丸い共有ボタンの設計を、用語のポップアップと身近なたとえでたどります。表示・保存・計測・配信の内容を省略せず、四層の責任と設計判断を詳しく解説。全5ページ、連載予定は16章。

PASS IT ON

ひとつの発見を、次の会話へ。
自然光が差す机で、共有ボタンといいねを表示したノートPCとスマートフォンを並べた写真風のイメージ

こんにちは、プロマリの紫です。記事の上に並んでいる、丸い共有ボタン。今回は、この小さなボタンの裏側をご紹介したいと思います。「ボタンを丸くしたい」から始まったのに、気付けば型の契約、非同期処理、保存の一意性、CDNの配信まで。え? ボタンの形を変えるだけで、そこまで考えるのかって。それが、作ってみるとなかなか奥が深いのでございます。小さなボタンにも、気を付けたいことがいろいろあります。なぜWeb Componentsにしたのか、なぜUIに保存処理を持たせなかったのか。動いているコードを見ながら、どんな作りを選び、どこまで自分たちで管理することにしたのかを紹介していきます。

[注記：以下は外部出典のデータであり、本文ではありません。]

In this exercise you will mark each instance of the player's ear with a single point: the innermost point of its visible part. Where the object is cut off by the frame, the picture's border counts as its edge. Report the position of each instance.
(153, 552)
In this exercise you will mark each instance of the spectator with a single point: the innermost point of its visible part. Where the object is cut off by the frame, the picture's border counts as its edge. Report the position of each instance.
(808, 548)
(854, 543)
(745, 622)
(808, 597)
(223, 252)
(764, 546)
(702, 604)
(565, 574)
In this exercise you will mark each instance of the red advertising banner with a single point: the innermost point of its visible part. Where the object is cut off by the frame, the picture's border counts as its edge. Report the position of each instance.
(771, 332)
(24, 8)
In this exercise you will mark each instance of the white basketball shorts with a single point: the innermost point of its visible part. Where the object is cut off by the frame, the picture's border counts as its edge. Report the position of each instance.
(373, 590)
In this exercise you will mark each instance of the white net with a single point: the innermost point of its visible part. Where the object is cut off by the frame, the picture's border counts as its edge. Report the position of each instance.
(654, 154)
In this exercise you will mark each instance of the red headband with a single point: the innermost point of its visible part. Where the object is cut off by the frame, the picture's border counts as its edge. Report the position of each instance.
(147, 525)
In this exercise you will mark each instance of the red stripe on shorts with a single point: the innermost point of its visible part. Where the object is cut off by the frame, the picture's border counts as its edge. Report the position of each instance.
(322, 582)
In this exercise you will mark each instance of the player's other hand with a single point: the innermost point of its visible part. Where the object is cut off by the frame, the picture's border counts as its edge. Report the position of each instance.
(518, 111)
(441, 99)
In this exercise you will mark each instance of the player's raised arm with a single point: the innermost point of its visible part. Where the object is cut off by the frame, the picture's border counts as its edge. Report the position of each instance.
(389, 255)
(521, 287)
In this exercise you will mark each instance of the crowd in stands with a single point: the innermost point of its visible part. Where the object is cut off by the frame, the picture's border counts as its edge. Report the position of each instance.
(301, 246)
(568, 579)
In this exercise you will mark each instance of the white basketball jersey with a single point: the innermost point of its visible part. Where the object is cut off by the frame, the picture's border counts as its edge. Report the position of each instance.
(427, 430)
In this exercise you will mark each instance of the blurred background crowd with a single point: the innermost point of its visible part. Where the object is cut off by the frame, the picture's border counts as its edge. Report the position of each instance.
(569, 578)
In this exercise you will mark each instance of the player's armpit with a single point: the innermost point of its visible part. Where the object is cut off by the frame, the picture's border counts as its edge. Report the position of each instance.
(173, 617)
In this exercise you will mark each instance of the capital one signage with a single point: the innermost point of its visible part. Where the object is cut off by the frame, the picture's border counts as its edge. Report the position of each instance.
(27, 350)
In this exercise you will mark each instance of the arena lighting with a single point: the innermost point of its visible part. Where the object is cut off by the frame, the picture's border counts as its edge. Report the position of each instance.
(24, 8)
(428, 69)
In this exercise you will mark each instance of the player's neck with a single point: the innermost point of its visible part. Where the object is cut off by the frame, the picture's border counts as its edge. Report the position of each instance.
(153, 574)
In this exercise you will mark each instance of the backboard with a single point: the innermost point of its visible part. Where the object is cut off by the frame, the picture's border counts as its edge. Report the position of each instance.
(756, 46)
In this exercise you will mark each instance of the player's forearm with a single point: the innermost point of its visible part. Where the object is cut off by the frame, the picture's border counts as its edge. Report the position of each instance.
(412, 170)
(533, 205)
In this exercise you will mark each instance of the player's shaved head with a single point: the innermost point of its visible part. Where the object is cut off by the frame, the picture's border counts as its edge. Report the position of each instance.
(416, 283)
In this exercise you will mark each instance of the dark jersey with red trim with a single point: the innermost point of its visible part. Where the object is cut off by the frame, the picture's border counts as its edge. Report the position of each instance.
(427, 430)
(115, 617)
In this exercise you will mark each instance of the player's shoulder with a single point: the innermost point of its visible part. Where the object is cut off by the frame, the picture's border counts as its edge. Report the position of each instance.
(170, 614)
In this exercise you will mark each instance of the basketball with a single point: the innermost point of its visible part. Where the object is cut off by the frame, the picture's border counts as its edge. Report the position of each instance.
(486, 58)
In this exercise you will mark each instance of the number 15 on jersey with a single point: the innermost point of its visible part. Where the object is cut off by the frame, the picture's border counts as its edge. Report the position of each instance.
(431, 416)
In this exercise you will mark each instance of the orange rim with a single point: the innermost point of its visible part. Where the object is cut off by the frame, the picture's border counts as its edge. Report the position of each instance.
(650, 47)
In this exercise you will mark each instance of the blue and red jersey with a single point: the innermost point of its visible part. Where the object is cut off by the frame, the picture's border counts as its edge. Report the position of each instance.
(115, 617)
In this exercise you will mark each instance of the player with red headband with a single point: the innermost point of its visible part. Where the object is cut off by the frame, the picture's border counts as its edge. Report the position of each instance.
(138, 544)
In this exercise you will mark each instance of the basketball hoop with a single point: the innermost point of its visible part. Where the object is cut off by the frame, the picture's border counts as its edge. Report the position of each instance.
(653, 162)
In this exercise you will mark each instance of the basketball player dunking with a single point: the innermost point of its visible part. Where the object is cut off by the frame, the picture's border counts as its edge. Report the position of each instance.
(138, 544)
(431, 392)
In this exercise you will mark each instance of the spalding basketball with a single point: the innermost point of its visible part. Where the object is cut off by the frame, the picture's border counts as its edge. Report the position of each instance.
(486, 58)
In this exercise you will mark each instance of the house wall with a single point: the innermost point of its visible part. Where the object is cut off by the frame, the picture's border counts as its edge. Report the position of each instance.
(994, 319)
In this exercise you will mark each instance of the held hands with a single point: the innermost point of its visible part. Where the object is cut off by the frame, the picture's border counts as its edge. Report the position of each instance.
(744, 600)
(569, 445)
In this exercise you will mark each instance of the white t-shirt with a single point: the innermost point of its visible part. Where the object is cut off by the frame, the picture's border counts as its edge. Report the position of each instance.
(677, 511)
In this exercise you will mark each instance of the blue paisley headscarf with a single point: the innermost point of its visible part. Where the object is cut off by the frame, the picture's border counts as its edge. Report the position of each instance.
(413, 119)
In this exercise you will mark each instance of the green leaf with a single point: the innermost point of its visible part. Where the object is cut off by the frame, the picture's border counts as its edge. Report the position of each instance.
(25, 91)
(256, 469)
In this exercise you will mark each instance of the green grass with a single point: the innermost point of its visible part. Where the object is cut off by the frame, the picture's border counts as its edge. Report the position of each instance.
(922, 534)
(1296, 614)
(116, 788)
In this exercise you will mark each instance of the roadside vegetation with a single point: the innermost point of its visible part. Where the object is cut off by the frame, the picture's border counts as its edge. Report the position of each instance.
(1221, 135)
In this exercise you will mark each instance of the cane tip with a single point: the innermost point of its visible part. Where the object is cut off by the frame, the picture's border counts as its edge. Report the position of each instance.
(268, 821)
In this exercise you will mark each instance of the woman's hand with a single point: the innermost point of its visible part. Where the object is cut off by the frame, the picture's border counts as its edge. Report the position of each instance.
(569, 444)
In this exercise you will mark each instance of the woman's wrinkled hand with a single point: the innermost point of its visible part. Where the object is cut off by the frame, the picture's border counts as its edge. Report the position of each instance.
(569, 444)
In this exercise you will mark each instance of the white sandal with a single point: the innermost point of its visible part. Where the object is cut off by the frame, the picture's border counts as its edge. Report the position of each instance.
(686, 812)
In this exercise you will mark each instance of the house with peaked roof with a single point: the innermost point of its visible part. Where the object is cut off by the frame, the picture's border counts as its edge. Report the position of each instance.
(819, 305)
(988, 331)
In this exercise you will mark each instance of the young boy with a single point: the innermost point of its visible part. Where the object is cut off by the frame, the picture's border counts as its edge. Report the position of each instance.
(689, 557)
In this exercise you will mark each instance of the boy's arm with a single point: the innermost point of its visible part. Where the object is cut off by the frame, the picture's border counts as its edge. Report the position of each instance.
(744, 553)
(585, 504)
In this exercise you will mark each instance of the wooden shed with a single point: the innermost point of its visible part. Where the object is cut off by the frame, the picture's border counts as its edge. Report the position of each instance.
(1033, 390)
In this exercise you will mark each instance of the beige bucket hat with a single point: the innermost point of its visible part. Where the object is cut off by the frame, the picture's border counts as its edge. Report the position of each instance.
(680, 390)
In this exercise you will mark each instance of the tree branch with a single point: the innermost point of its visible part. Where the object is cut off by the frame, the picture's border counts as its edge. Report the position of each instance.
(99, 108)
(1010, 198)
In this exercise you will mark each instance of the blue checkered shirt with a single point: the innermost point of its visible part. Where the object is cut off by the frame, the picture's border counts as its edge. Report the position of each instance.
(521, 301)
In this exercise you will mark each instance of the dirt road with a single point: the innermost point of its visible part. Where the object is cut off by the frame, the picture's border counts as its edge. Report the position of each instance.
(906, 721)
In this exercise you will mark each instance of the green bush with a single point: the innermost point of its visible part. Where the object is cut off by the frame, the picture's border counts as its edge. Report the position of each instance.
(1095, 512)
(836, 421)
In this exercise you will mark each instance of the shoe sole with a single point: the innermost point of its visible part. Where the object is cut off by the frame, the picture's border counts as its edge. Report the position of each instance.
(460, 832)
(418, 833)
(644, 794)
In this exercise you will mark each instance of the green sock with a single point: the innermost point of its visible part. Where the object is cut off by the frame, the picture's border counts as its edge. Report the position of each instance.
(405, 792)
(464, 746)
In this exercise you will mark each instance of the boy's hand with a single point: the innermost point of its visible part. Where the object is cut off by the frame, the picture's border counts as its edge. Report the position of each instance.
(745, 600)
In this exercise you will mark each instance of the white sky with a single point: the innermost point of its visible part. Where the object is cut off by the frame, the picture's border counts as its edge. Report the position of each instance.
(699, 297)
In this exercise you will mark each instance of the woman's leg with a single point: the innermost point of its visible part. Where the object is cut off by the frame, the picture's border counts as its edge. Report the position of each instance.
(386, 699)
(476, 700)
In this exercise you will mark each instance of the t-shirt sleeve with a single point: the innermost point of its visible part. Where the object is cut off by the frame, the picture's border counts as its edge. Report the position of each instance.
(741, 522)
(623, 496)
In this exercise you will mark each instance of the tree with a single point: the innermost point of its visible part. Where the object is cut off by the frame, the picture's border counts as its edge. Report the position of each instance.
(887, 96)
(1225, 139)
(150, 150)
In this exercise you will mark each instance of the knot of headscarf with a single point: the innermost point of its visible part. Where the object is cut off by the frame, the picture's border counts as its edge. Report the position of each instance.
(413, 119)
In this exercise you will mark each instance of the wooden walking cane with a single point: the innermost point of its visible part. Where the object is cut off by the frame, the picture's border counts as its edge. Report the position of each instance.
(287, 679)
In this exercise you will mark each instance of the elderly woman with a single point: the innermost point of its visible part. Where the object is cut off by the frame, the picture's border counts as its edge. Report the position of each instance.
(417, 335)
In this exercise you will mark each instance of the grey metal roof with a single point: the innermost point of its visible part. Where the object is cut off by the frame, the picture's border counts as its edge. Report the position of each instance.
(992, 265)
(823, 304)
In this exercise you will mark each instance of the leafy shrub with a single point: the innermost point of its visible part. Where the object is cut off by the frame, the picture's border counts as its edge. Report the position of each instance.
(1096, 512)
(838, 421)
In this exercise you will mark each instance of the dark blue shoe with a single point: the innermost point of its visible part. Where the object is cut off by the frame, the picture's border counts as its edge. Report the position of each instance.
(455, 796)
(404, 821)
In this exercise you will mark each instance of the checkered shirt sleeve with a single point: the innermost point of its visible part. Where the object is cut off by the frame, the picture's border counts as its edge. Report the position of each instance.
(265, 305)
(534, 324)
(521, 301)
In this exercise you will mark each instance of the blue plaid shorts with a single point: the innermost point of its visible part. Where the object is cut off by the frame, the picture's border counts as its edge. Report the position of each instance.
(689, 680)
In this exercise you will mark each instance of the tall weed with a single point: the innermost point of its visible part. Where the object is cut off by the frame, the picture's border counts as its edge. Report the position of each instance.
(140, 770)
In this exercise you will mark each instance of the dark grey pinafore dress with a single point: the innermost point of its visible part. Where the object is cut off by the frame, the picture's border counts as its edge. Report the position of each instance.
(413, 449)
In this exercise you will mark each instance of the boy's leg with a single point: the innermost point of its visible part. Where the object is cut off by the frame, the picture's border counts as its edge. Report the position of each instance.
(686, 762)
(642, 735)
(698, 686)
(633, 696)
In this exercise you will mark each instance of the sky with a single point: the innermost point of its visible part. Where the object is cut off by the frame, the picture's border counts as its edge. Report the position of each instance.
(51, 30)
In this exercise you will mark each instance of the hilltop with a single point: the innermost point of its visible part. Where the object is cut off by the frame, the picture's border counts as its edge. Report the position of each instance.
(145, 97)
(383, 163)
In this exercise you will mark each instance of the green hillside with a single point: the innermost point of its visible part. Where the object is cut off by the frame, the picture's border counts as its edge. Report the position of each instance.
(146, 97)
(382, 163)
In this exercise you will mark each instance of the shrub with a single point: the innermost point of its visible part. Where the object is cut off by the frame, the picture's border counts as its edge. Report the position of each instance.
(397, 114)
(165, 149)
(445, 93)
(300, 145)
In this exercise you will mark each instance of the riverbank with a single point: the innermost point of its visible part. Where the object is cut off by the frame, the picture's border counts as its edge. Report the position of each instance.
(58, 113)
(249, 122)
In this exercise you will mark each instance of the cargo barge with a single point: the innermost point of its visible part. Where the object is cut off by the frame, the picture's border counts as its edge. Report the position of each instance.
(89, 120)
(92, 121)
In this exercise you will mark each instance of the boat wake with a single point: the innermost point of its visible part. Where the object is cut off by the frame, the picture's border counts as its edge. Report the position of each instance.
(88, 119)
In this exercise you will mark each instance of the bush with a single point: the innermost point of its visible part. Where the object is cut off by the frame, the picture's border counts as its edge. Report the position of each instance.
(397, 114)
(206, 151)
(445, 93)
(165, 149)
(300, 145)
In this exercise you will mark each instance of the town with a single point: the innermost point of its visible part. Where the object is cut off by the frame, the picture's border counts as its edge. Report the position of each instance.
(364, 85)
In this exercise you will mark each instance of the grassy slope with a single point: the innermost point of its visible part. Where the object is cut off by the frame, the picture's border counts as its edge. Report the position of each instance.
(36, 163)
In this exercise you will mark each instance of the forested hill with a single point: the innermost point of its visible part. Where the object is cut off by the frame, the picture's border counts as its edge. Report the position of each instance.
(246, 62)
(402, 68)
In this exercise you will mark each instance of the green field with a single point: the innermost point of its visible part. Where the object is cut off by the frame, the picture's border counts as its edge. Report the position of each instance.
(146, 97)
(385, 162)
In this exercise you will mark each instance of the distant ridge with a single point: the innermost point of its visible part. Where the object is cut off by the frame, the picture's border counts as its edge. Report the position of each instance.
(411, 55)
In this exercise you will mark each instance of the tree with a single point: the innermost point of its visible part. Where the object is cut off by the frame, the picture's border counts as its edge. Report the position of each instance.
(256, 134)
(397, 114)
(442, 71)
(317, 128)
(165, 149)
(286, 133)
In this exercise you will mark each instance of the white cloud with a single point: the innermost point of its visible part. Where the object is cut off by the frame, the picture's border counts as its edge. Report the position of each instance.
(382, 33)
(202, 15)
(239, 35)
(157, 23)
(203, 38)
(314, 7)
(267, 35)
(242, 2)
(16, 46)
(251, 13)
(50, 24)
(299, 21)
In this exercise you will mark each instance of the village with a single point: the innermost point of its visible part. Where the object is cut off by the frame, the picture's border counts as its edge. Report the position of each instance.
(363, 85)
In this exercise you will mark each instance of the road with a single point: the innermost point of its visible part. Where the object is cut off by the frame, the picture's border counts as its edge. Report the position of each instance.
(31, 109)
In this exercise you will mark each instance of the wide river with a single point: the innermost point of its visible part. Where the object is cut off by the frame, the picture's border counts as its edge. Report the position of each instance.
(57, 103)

点線の付いた用語は、その言葉を押すと詳しい説明が開きます。意味、身近なたとえ、この実装での使い方を順に読めます。キーボードではTabで用語へ移動し、EnterまたはSpaceで開き、Escapeで本文へ戻れます。各ページで最初に出る用語から参照できるようにしました。

TECH BRIEF 技術の概要

  • 公開リポジトリ:promari-toolkit。プラグインやツールを集め、各コンポーネントを独立してバージョン管理します。
  • 今回のプラグイン:promari-sns-share 1.1.0。タグは promari-sns-share-v1.1.0 です。
  • 表示:X・LINE・Facebook・コピー・共有・その他の丸型ボタンと、件数付きのいいね。
  • 配信:バージョンを固定したjsDelivrのCDN。SRIで配信ファイルの内容も照合します。
  • 保存と計測:いいねの保存はサイト側、アクセス解析は同意管理を持つ計測レイヤが担当します。

丸いボタンを作るだけ、のはずだった

読者が押したくなる場所はどこか

それでは、まず記事の上にある共有欄をのぞいてみましょう。X・LINE・Facebookに加えて、コピーと端末の共有メニュー。利用頻度の低い共有先は「その他」にまとめました。見た目は丸いボタンですが、内部では「外部URLを開く」「ブラウザAPIを呼ぶ」「サーバーへ状態を保存する」という別々の操作が並んでいます。同じ丸いボタンでも、裏側の仕事はそれぞれ違うんですね。全部を一つのクリック処理にまとめてしまうと、何をもって成功とするのか、失敗したらどうするのかまで混ざってしまいます。操作欄としては一つ、実装の責任は別々。まず、この線を引くところから始めました。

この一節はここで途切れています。